Darum sollen unsere Gottesdienste das widerspiegeln, dass Gott uns mit Leben beschenkt.
Im rechten Gottesdienst muss daher am Anfang der Dank stehen. Gott soll groß gemacht werden. Wir stehen als Empfänger seiner Gaben ganz klein und bescheiden vor ihm.
Im rechten Gottesdienst muss ferner in uns die Überzeugung gefestigt werden, dass Gott Recht und Gerechtigkeit auch in unser Zusammenleben miteinander hinein legt; und dieses Geschenk wollen wir mit Freude annehmen.
Im rechten Gottesdienst sollen und dürfen auch Probleme unseres Lebens, unseres Alltags, angesprochen werden, denn er will sich mit seinem guten Geist einem jeden persönlich schenken.
Darum sollen möglichst viele, die am Gottesdienst teilnehmen, auch mitwirken, damit deutlich wird, wie mannigfaltig Gott einem jeden und einer jeden in seinem und ihrem ganz persönlichen Leben hilft.

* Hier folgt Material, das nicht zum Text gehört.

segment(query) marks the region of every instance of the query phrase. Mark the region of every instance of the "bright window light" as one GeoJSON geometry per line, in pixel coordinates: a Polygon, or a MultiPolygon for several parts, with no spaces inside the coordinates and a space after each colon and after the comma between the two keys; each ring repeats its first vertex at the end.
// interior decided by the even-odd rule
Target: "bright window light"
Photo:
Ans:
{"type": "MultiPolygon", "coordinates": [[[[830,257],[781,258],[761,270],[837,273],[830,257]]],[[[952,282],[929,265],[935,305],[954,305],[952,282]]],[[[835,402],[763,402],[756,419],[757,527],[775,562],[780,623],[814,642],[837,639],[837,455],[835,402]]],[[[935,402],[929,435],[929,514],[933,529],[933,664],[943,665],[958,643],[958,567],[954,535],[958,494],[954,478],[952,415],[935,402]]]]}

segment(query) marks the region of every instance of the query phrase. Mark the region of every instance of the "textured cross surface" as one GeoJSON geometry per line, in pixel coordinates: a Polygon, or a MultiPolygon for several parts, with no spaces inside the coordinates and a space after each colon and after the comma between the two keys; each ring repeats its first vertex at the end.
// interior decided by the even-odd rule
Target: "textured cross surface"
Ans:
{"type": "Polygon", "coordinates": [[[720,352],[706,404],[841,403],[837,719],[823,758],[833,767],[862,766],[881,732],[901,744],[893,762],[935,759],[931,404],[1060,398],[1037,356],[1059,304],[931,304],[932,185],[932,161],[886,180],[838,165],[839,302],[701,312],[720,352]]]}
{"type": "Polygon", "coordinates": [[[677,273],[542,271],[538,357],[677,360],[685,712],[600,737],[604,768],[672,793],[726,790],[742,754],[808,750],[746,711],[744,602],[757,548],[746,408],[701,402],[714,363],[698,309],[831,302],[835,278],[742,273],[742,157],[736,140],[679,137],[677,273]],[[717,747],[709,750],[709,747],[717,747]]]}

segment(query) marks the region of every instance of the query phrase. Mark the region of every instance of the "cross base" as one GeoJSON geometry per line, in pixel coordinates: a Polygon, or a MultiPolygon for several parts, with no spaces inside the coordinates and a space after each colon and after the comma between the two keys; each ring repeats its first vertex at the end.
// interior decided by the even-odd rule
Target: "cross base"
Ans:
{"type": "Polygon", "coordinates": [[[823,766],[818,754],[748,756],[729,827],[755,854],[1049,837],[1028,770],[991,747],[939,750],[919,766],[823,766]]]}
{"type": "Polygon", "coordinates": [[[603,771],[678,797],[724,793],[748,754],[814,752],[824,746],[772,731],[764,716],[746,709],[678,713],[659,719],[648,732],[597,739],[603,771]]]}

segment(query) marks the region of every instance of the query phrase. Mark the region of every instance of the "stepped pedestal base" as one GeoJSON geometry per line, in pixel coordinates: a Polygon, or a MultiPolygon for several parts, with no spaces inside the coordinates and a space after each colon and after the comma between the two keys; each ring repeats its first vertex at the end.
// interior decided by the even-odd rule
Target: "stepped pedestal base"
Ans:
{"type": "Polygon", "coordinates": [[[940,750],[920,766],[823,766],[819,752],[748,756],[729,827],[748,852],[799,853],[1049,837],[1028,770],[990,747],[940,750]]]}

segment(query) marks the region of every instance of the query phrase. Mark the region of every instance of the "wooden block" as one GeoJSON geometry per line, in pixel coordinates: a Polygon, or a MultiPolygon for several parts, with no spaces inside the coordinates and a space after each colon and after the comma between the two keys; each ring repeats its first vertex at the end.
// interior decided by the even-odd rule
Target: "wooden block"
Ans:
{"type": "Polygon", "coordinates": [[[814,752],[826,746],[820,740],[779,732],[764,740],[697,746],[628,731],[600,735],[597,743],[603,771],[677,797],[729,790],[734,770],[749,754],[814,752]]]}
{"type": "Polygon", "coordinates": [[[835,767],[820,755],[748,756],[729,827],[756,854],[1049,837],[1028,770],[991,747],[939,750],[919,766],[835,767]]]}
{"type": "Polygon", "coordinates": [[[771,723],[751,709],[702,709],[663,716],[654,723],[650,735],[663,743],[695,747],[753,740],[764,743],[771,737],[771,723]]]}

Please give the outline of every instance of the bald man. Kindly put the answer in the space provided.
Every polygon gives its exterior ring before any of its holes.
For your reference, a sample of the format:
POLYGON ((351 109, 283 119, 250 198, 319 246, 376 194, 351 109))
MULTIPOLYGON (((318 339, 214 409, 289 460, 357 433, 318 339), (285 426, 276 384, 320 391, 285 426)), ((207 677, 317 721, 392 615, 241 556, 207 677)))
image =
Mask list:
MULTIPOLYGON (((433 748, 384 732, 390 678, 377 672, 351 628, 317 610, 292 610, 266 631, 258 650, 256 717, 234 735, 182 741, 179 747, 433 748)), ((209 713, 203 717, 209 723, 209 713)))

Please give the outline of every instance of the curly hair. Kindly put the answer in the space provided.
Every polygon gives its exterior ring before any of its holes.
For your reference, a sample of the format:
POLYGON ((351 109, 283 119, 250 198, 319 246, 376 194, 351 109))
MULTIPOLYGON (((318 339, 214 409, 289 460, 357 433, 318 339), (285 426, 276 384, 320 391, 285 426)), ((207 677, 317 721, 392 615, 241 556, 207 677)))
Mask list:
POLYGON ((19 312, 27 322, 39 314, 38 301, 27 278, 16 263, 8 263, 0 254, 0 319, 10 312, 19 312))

Rechte Gottesdienste, die Gott gefallen, wecken schließlich auch die Bereitschaft zur Nachfolge. Diese Bereitschaft schließt ein, dass wir bereit werden, die Gebote Gottes zu halten und bereit sind, für ein gerechtes Zusammenleben untereinander zu arbeiten.
So gehören ganz praktische Dinge im Leben zu den Konsequenzen des Gottesdienstes:
dass wir gerne miteinander teilen, dass wir gerne einander helfen mit konkretem Tun, mit Zeit, Anteilname und Begleitung.
Im rechten Gottesdienst wird jedesmal deutlich, dass wir alle zusammengehören, weil wir durch die Taufe von Gott in die Schar seines Volkes aufgenommen worden sind. Ich bin getauft, so lernen es die Konfirmanden, damit sage ich: Ich habe Brüder und Schwestern auf dieser Erde. Ich gehöre zur Familie Gottes, die er in allen Ländern, Völkern und Rassen hat. Amen.